A few weeks ago an acquaintance reported that the small mid-range apartment complex he lives in seemed unusually quiet; the parking lot very empty.  He inquired of the super who told him that they had hit a staggering 75 percent vacancy rate.  One after one the tenants, some of them long term had bought houses in the area.  The gossip was, the super said, that his place wasn't alone.  The big luxury complexes in town were so heavily hit that several were reported to have lowered rents.

Anecdotal information to be sure, but there is evidence that this is going on all over the country. 

The Tucson Citizen (Arizona) recently reported that the vacancy rate in that city was running between 12 and 13 percent.  Vacancies in metro-Denver soared 16% during the third quarter of 2008 to 6.6 percent and Tampa, Florida rates jumped 1.1 percent to 7.6 percent.

The national vacancy rate is 6.1 percent.

Are all of these former apartment dwellers buying and moving into newly affordable homes?  Certainly not.  The Tucson paper stated that tenants were buying but that also stricter enforcement of immigration laws was forcing many tenants back across the border.  In cities hard hit by layoffs, singles and young marrieds are moving in with parents and, sadly, the numbers of homeless are soaring.

But the good news is still that many of these people are buying.

And the bad news is that rental housing may be another industry tettering on the edge of trouble.

Business Week recently paired with Axiometrics.com, a Dallas apartment data company to gauge the state of the rental market.  They came up with a list of 25 metro areas where not only are vacancy rates growing, but rents are falling.

Top on their list is Salt Lake City, Utah where the vacancy rate in the fourth quarter soared from 3.1 percent a year earlier to 6.8 percent, rents dropped and effective 5.7 percent over the year (an actual decline of 2.3 percent following an increase of 3.3 percent in 2007.)  Landlords are reported to be offering over two weeks free rent on average.

New York State has two of the biggest casualties.  The Suffolk/Nassau Counties area ranks second in the nation with a vacancy rate that actually fell from 4.3 percent to 3.1 percent.  Effective rents, however, dropped 4.7 percent (+1.5 to -3.2 percent.)  Coming in fourth is the whole New York City/White Plains/New Jersey megalopolis.  Its average vacancy rate rose from 3.4 to 4.0 in one year while rents had an effective drop of 3.5 percent from virtually stagnant in the fourth quarter of 2007 to a drop of 3.8 percent last quarter.

Tales abound about landlord concessions in Manhattan where tenants, as Business Week says, are finally in the driver's seat if they can afford to stay there.  Hard hit by layoffs in the financial sector, landlords are rumored to be offering as much as three months free rent and/or paying rental agent fees in order to keep warm bodies in their apartments.
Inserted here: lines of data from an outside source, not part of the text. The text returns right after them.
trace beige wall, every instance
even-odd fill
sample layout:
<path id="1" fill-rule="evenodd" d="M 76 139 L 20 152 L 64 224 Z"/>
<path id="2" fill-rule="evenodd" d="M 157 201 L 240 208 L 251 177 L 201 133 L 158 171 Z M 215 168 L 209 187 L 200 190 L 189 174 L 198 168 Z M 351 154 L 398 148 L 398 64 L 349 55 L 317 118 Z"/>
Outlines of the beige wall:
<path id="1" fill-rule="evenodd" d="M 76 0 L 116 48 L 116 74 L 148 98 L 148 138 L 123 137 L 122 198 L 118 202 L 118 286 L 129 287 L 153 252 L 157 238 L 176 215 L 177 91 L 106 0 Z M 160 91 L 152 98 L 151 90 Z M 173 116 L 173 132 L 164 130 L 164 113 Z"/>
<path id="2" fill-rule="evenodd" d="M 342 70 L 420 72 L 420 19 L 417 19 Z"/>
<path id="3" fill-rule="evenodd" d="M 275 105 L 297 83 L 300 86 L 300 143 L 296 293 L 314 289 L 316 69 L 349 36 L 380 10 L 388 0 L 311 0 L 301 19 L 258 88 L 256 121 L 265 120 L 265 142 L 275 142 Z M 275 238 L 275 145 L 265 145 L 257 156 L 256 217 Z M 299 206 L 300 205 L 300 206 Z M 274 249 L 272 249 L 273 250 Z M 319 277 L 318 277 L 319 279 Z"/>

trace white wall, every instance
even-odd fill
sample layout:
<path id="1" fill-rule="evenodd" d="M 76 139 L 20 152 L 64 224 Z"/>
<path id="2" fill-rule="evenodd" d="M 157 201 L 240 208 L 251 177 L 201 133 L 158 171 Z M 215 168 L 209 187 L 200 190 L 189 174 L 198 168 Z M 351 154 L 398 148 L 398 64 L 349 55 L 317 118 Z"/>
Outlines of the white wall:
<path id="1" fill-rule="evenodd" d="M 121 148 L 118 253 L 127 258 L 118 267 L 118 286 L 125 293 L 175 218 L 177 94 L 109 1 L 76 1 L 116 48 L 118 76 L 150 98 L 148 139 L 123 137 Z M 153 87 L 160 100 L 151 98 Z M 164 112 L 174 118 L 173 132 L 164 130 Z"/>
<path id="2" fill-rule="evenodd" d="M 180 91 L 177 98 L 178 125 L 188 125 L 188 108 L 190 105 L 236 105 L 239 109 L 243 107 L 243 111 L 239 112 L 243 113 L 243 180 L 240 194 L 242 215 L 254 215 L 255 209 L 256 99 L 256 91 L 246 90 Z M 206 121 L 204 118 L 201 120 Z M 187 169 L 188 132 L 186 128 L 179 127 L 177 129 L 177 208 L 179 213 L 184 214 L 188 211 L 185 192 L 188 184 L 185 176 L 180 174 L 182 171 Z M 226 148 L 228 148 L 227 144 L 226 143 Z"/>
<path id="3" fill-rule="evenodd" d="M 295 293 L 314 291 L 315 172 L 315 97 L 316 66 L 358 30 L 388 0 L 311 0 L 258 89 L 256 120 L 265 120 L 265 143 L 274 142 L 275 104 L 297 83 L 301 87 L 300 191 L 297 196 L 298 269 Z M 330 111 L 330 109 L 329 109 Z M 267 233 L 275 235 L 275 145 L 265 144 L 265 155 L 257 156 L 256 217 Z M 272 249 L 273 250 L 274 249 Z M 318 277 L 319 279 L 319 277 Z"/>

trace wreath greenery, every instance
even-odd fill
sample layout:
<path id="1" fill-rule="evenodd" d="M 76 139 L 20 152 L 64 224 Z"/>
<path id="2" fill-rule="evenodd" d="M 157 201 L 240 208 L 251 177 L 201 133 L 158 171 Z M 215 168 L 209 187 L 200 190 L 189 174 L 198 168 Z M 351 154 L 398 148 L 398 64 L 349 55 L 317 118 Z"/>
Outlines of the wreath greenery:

Rents were already falling in late 2007 in the Raleigh/Cary, North Carolina area, now ranked as third hardest hit, where they had declined 0.4 percent in the fourth quarter of that year.  In the fourth quarter of 2008 they lost another 4.4 percent.  The vacancy rates in the metro area is 6.8 percent compared to 5.3 percent a year earlier.

Other cities in the magazine's top ten were Seattle-Bellevue-Everett, Washington and Portland-Vancouver-Beaverton, Oregon/Washington, ranked fifth and sixth respectively; San Jose-Sunnyvale-Santa Clara, California and Oakland-Fremont-Hayward, California, seventh and ninth; Charlotte-Gastonia-Concord, North Carolina, eighth; and Boston-Cambridge-Quincy, Massachusetts, tenth.